What Happens at the Doctor’s Office

A doctor evaluating you for possible diverticulitis will start with a physical exam: checking your temperature, pressing on your abdomen to find areas of tenderness or masses, listening to your gut sounds with a stethoscope, and possibly performing a digital rectal exam. They’ll ask about when the pain started, where exactly it hurts, and whether you’ve had fever or bowel changes.

Blood tests come next. Your doctor will look at your white blood cell count and a marker called C-reactive protein (CRP), both of which rise with inflammation and infection. It’s worth noting that white blood cell counts come back normal in nearly half of diverticulitis cases, so a normal result doesn’t rule it out. CRP tends to be a more sensitive indicator. If your doctor suspects perforation or a more complicated case, very high CRP levels (above 200 mg/L) raise that concern. A urinalysis and pregnancy test may also be ordered to rule out other causes.

Why a CT Scan Is Usually Needed

A CT scan of the abdomen and pelvis with contrast dye is the standard diagnostic tool. It can confirm inflamed diverticula, show how severe the episode is, reveal complications like abscesses or perforations, and help distinguish diverticulitis from conditions that look similar. Major medical guidelines recommend it as the first imaging step for suspected cases, and it has a sensitivity around 94% and specificity around 99%, meaning it catches nearly all true cases and rarely returns a false positive.

You typically won’t need a colonoscopy during an acute flare. In fact, it’s usually avoided because the colon is inflamed and more vulnerable to injury. Your doctor may recommend a colonoscopy weeks after you’ve recovered, particularly if it’s your first episode, to rule out colon cancer or other structural problems that can look like diverticulitis on a CT scan.

Symptoms That Need Urgent Attention

Most diverticulitis episodes are uncomplicated, meaning the inflammation responds to rest and antibiotics without surgery. But some cases involve serious complications that need emergency care.
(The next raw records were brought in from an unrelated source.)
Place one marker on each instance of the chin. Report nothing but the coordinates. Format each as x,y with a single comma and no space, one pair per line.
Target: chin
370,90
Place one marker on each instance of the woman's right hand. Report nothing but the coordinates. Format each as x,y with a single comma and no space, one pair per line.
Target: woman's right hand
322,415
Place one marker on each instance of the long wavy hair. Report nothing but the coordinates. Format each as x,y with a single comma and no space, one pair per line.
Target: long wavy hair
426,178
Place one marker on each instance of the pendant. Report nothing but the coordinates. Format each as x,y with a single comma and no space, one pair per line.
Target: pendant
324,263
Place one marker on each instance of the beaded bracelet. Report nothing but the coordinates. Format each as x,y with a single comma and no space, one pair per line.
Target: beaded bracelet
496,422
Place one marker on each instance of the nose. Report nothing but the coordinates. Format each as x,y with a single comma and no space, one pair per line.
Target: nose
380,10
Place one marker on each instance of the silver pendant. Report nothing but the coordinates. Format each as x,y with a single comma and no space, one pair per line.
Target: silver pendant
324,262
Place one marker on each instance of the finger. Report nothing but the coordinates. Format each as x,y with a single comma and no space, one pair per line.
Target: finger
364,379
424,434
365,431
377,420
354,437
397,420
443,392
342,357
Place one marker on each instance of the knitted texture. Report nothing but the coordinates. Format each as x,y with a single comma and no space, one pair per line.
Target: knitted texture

Seek immediate medical attention if you experience severe, worsening abdominal pain that doesn’t ease with position changes, a high fever (above 102°F), significant rectal bleeding, persistent vomiting that prevents you from keeping fluids down, or an abdomen that becomes rigid and extremely tender to any touch. These can signal a perforation (a hole in the colon wall), an abscess, or a blockage, all of which may require hospital admission or surgery.

Constant, unexplained abdominal pain paired with fever and notable stool changes warrants medical evaluation even if the symptoms don’t feel like an emergency. Diverticulitis that goes untreated can progress from a simple inflammation to a complicated one, and early treatment makes a significant difference in outcomes.